[Footnote 1: II. ii. 78, 2, ad. 1.]
[Footnote 2: Rambaud, op. cit., p. 67.]
[Footnote 3: II. ii. 62, 4.]
[Footnote 4: Ibid., ad. 1 and 2.]
This interpretation steadily gained ground amongst succeeding writers; so that, in spite of some lingering opposition, the justice of the title lucrum cessans was practically universally admitted by the theologians of the fifteenth century.[1]
[Footnote 1: Ashley, op. cit., p. 99. Lucrum cessans was defined by Navarrus as ’amissio facta a creditore per pecuniam sibi non redditam’ (Endemann, Studien, vol. ii. p. 279).]
Of course the burden of proving that an opportunity for profitable investment had been really lost was on the lender, but this onus was sufficiently discharged if the probability of such a loss were established.
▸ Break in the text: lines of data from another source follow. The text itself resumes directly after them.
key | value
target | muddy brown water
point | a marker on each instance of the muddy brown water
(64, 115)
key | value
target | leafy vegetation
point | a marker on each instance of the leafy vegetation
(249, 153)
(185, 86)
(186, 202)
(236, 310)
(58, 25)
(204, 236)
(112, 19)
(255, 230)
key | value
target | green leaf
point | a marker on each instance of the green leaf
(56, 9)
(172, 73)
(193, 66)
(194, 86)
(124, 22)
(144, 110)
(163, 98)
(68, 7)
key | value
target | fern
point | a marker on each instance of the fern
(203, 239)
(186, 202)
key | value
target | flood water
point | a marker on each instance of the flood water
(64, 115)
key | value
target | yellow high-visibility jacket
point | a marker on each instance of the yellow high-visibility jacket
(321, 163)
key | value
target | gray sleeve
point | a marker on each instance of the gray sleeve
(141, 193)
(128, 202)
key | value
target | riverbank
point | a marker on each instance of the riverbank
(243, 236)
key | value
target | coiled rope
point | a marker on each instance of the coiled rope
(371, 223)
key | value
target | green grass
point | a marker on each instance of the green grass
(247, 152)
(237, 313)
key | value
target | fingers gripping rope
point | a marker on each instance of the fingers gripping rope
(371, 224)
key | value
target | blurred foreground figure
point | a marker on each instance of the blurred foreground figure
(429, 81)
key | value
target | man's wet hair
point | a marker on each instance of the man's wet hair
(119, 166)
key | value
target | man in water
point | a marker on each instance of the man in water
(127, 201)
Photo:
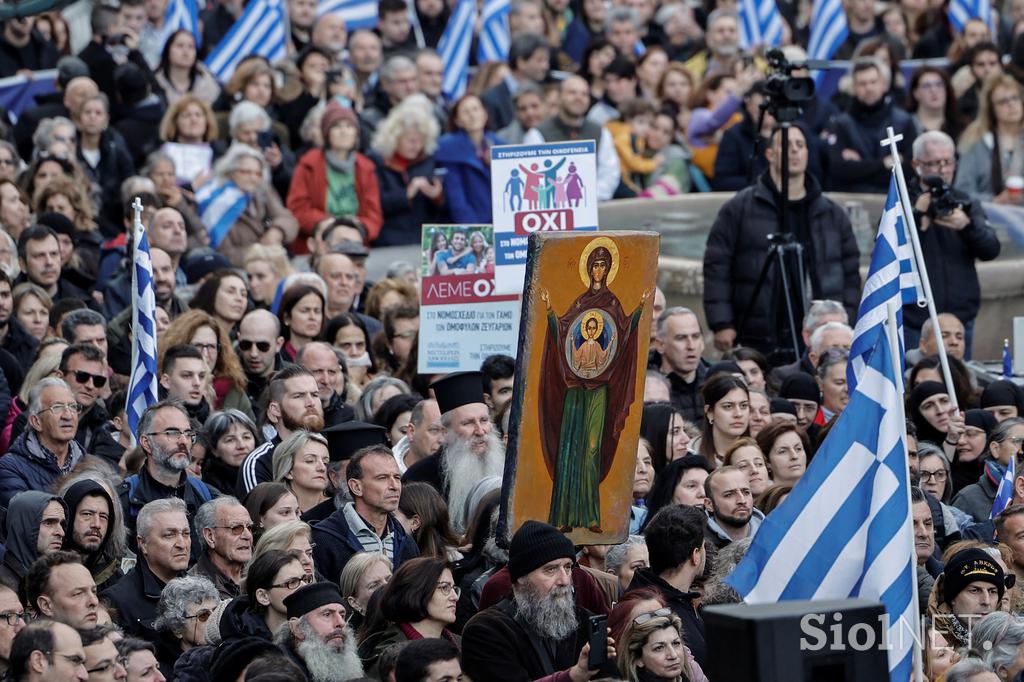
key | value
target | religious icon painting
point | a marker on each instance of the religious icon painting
(579, 387)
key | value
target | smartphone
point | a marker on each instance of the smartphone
(598, 655)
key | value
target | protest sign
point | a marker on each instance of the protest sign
(548, 187)
(462, 320)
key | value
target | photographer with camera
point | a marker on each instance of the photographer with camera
(953, 232)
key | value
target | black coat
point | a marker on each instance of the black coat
(496, 647)
(949, 256)
(335, 544)
(737, 247)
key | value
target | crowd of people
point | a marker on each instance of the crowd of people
(302, 504)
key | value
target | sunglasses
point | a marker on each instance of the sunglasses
(97, 380)
(246, 345)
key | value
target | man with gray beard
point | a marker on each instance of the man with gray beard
(471, 450)
(316, 635)
(540, 631)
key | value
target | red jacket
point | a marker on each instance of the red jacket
(307, 196)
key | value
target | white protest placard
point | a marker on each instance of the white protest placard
(462, 320)
(539, 188)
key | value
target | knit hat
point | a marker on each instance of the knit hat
(971, 565)
(534, 545)
(334, 113)
(311, 597)
(802, 387)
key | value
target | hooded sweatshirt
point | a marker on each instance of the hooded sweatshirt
(24, 516)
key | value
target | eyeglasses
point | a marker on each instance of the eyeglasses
(293, 583)
(659, 613)
(237, 528)
(202, 615)
(12, 617)
(59, 408)
(448, 588)
(245, 345)
(174, 434)
(97, 380)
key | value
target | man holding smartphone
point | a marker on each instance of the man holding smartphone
(539, 630)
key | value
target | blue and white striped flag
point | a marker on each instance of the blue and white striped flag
(845, 529)
(890, 278)
(181, 14)
(454, 48)
(494, 41)
(760, 24)
(828, 29)
(220, 204)
(142, 383)
(1005, 494)
(262, 30)
(962, 11)
(357, 13)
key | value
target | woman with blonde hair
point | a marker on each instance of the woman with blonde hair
(402, 150)
(300, 462)
(228, 380)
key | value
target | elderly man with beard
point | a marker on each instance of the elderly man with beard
(471, 452)
(368, 523)
(227, 544)
(166, 436)
(316, 636)
(539, 632)
(294, 403)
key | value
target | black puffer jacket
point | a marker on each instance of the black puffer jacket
(737, 246)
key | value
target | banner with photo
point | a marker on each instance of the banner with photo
(462, 320)
(549, 187)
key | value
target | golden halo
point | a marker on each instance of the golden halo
(612, 249)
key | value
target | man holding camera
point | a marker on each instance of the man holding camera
(953, 233)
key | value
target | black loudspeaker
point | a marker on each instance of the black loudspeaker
(797, 641)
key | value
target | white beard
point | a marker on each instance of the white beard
(463, 470)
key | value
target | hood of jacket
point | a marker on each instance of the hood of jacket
(24, 515)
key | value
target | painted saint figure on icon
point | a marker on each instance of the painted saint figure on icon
(590, 368)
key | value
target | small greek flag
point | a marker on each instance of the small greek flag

In the fifteenth century, with the expansion of commerce, it came to be generally recognised that such a probability could be presumed in the case of the merchant or trader.[1] The final condition of this development of the teaching on lucrum cessans is thus stated by Ashley:[2] ’Any merchant, or indeed any person in a trading centre where there were opportunities of business investment (outside money-lending itself) could, with a perfectly clear conscience, and without any fear of molestation, contract to receive periodical interest from the person to whom he lent money; provided only that he first lent it to him gratuitously, for a period that might be made very short, so that technically the payment would not be reward for the use, but compensation for the non-return of the money.’ At a later period than that of which we are treating in the present essay the short gratuitous period could be dispensed with, but until the end of the fifteenth century it seems to have been considered essential.[3]
[Footnote 1: Ashley, op. cit., vol. i. pt. ii. p. 402.]
[Footnote 2: Ibid.]
[Footnote 3: Ashley, op. cit. vol. i. pt. ii. p. 402; Endemann, Studien, vol. ii. pp. 253-4; Cleary, op. cit., p. 100.]
Of course the amount paid in respect of lucrum cessans must be reasonable in regard to the loss of opportunity actually experienced; ‘Lenders,’ says Buridan, ’must not take by way of lucrum cessans more than they would have actually made by commerce or in exchange’;[1] and Ambrosius de Vignate explains that compensation must only be made for ’the time and just interesse of the lost gain, which must be certain and proximate.’[2]